Caracas, 2 de septiembre de 2016
“¡Al hogar, al hogar! Que ya palpita por él mi corazón…”
Entre aquellos que se van y los otros que se quedan, deviene una cantidad de discusiones tildando a algunos de apátridas y a los otros de pendejos.
Quedarse o irse es una decisión personalísima en la que ningún externo debería interferir. Aquellos que se van tienen motivos para hacerlo: una inflación descontrolada, una delincuencia desatada, una moneda depreciada y oportunidades sofocadas. Nadie puede discutirle a otra persona los motivos por los cuales se va, son válidos, entendibles, indiscutibles y, lo más preocupante, compartibles. El lamentable éxodo venezolano –o diáspora como le dicen algunos- es un tema digno de reflexión. Haya comenzado en el 83 -con el Viernes Negro- o en el 99 –con la Revolución Bolivariana- es una realidad preocupante. El éxodo masivo convirtió un país de inmigrantes, a uno de emigrantes, haciendo que quememos nuestras divisas de una nueva forma. Más allá de importar y subsidiar todo, las Universidades públicas se han convertido en un verdadero desangre para la patria. Las mismas no actúan por mera filantropía, sino que su verdadera raison d’être no es otra que formar profesionales que le sirvan a la República; una inversión y nunca un subsidio. Pero, en cambio, lo que ocurre es llenar a otros países de gente capaz, que obtuvo lo que necesitó del suyo y está empleando sus competencias en otro que nada les ha dado y nada les querría dar. En su mayoría estamos hablando de jóvenes, recién graduados de universidades excelentísimas y, lo más lamentable de todo, es que aquel que migre y establezca su domicilio afuera, pocas posibilidades existen de su retorno, no sólo por su radicación en otro lado, sino por el amargo recuerdo de la crisis; que siempre estará presente. La situación ya no es la misma que la de la Fundación Gran Mariscal de Ayacucho del 75, en donde miles de venezolanos se formaron en las universidades más prestigiosas del mundo para volver y aplicar su conocimiento en la patria querida.

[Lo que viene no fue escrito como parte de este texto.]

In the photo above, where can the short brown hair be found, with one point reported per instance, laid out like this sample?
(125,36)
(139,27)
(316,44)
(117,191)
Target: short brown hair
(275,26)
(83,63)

Pese a esto, sigo sin debatirle a quien se quiera ir. Quien se va –y logra hacerlo- tiene mucho que agradecerle a su país. Gracias a el, consiguió una educación de calidad (en su mayoría) y logró conquistar las adversidades que tienen los migrantes, convirtiéndose en una opción en el mercado internacional.
Ahora, los dementes –o pendejos- que nos quedamos, también tenemos legítimas justificaciones que han de ser respetadas. Más allá de un sentir de compromiso con nuestro país, nos quedamos porque creemos que las situaciones de crisis no son superadas con la fuga de capital humano. Sin embargo, siempre estarán aquellos intolerantes que se fueron y le discuten a diario a los que se quedan. La tolerancia de estos intolerantes –o tolerancia impuesta- es detestable. Uno aplaude la iniciativa migratoria y les provee no más que de buenos presagios y lágrimas en su partida, pero, aquellos que no son capaces de romper su cordón umbilical con el país, sienten un celo profundo que los nubla y no los deja aceptar que quedamos algunos viviendo en el mejor país del mundo.
No culpo a quien se va -tampoco se lo discuto- sólo rezo porque el sentir de Pérez Bonalde en su Vuelta a la Patria los contagie y algún día puedan gritar: “¡Al hogar, al hogar! Que ya palpita por él mi corazón…”. Por los que nos quedamos vamos a construir país y vamos a hacerlo juntos, váyanse quien guste, aquí lo extrañaremos; quédese quien quiera, aquí lo acogeremos.